Nicolas Sarkozy et David Cameron signent les Accords de Lancaster House. Ils réitèrent, un siécle plus tard, l’entente cordiale des Accords Sykes-Picot.

La France est aujourd’hui la principale puissance qui appelle au renversement de la République arabe syrienne. Alors que la Maison-Blanche et le Kremlin négocient en secret la manière de se débarrasser des jihadistes, Paris persiste à accuser le « régime de Bachar » (sic) d’avoir créé Daesh et à déclarer qu’après avoir éliminé l’Émirat islamique, il conviendra de renverser la « dictature alaouite » (re-sic). La France est publiquement soutenue par la Turquie et l’Arabie saoudite, et en sous-main par Israël.

Comment expliquer ce positionnement de perdant alors que la France n’a aucun intérêt économique ou politique dans cette croisade, que les États-Unis ont cessé de former des combattants contre la République, et que la Russie est en train de réduire en cendre les groupes jihadistes ?
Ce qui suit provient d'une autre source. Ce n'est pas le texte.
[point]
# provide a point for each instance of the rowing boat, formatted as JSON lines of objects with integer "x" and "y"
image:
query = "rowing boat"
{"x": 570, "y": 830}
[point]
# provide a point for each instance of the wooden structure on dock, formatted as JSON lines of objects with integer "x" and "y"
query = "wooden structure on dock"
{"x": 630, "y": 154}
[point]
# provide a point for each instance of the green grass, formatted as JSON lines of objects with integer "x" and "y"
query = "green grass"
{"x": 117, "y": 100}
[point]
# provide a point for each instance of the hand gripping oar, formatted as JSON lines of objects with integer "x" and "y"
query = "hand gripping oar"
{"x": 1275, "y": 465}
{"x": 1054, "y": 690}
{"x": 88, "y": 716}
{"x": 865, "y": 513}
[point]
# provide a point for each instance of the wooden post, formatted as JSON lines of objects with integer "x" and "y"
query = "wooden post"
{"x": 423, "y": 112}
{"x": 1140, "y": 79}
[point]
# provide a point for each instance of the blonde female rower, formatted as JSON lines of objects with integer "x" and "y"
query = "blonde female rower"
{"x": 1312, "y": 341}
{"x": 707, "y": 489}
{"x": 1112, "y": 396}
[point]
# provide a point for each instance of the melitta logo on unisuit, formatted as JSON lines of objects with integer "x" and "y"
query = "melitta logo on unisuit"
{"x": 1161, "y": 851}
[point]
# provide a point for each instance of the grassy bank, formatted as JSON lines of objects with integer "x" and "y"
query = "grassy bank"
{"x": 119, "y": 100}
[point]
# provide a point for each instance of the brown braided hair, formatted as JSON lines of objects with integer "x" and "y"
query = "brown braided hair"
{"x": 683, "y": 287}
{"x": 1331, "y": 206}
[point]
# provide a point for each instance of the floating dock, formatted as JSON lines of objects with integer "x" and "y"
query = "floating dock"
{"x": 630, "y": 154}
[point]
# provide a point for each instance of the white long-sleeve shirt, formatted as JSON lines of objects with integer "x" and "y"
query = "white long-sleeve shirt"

La plupart des commentateurs ont souligné à juste titre les liens personnels du président Nicolas Sarkozy avec le Qatar, sponsor des Frères musulmans, et ceux du président François Hollande, également avec le Qatar, puis avec l’Arabie saoudite. Les deux présidents ont fait financer illégalement une partie de leurs campagnes électorales par ces États et ont bénéficié de toutes sortes de facilités offertes par ces mêmes États. En outre, l’Arabie saoudite détient désormais une partie non-négligeable des entreprises du CAC40, de sorte que son désinvestissement brutal causerait de graves dommages économiques à la France.

Je voudrais évoquer ici une autre hypothèse explicative : les intérêts coloniaux de certains dirigeants français. Pour cela, un retour en arrière est nécessaire.

Les accords Sykes-Picot

Durant la Première Guerre mondiale, les Empires britannique, français et russe sont secrètement convenus de se partager les colonies des Empires austro-hongrois, allemand et ottoman lorsqu’ils seraient vaincus. À l’issue de négociations secrètes à Downing Street, le conseiller du ministre de la Guerre et supérieur de « Lawrence d’Arabie », Sir Mark Sykes, et l’envoyé spécial du Quai d’Orsay, François Georges-Picot, décident de partager la province ottomane de la Grande Syrie entre eux et en informent le Tsar.

Les Britanniques, dont l’Empire était économique, s’approprient les zones pétrolières connues à l’époque et la Palestine pour y installer une colonie de peuplement juive. Leur territoire s’étendait sur ceux de l’État de Palestine, d’Israël, de la Jordanie, de l’Irak et du Koweït actuels. Paris, qui était partagé entre partisans et adversaires de la colonisation, admettait quant à lui une colonisation à la fois économique, culturelle et politique. Il s’appropria donc les territoires du Liban et de la Petite Syrie actuels dont près de la moitié de la population à l’époque était chrétienne et dont il se déclarait le « protecteur » depuis François Ier. Enfin, les lieux saints de Jérusalem et de Saint-Jean d’Acre devaient être internationalisés. Mais en réalité, ces accords ne furent jamais pleinement appliqués à la fois parce que les Britanniques avaient pris des engagements contradictoires et surtout parce qu’ils entendaient créer un État juif pour poursuivre leur expansion coloniale.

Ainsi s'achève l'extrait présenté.